Because of transparency rules, the National Association of Insurance Commissioners reports that 90% of car insurance companies are using the credit score system to determine the premium rates assigned to customers. For example, naming what companies offer insurance based on credit scores includes leading insurance companies like the following that participate in checking credit scores vs. credit-based insurance rates – Allstate, Farmers, GEICO, Nationwide, Progressive, State Farm, and Travelers, just to name a few. This credit score checks vs. credit-based insurance practice are not new. Unbeknownst to the public, using customer credit scores to determine insurance premiums has been in practice for more than 20 years. For this reason, determining what companies offer insurance, based on credit scores, is such an open secret.
Demand The Truth
However, if caught red-handed and you ask your insurance company if they use this practice to adjust your premiums, they must confess! Granted, they do not have to tell you what your credit-based insurance score is, but they must reveal their use of your FICO credit score. A customer’s credit score is not the only factor used by the insurance industry to determine auto insurance premiums. Insurance carriers also look at the type of car you drive, driving record, and financial history. However, an interesting additional factor on your credit report that is looked at by insurers during their underwriting process is the length of your credit history. It seems that the more information you have on your credit history and if you have managed it correctly, the better risk you are. Below are 5 key factors that are used in identifying how a credit score affects your car insurance rates:
- Outstanding debt
- Payment history
- Late payment history
- Total past due amounts
- Bankruptcies and or collections that are considered bad credit
Lowering Car Insurance
Speaking of bankruptcies or bad credit, could I lower my car insurance if I raise my credit scores or what companies can offer low insurance if I have bad credit? There is one thing about car insurance that makes it flexible, it is not a fixed rate. With time, improving your on-time payment history, and make timely payments on unsecured or secured credit cards, you can answer the question of could I lower my car insurance if I raise my credit scores. With your credit history, do everything you can to improve your credit score because we have just learned that insurers are monitoring our history. The simple response is yes to the question, could I lower my car insurance if I raise my credit scores? Additionally, if you increase your deductible, insurance carriers consider this a win-win on your record. According to the Insurance Information Institute, they believe that you should reduce your collision and comprehensive coverage to help save on insurance rates.

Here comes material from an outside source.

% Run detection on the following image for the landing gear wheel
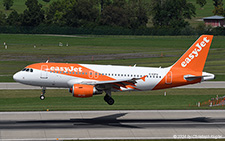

What Companies Can Offer Low Insurance If I Have Bad Credit?
Even with bad credit, consumers can still get car insurance coverage to protect themselves and others on the road. Please conduct some research on auto insurers, looking for different discount offerings. Look for bundling discounts, discounts for being a safe driver, paperless discounts, student discounts, low-mileage discounts, organization-based discounts, safety driving course discounts, and also try negotiating. The leading auto insurers named above addresses the query of what companies offer low insurance if I have bad credit or who have gone through bankruptcy.
Your FICO Credit Score
FICO credit scores are a numerical panacea source that is viewed by other providers of services, like car dealerships, banks, utility companies, cell phone services, realtors, and certain employers, etc. Credit scores to industries like insurance is a template of how you value your money spending habits and how you will manage your financial future. Please watch your spending habits and remember to ask yourself when shopping if this is a want or a need!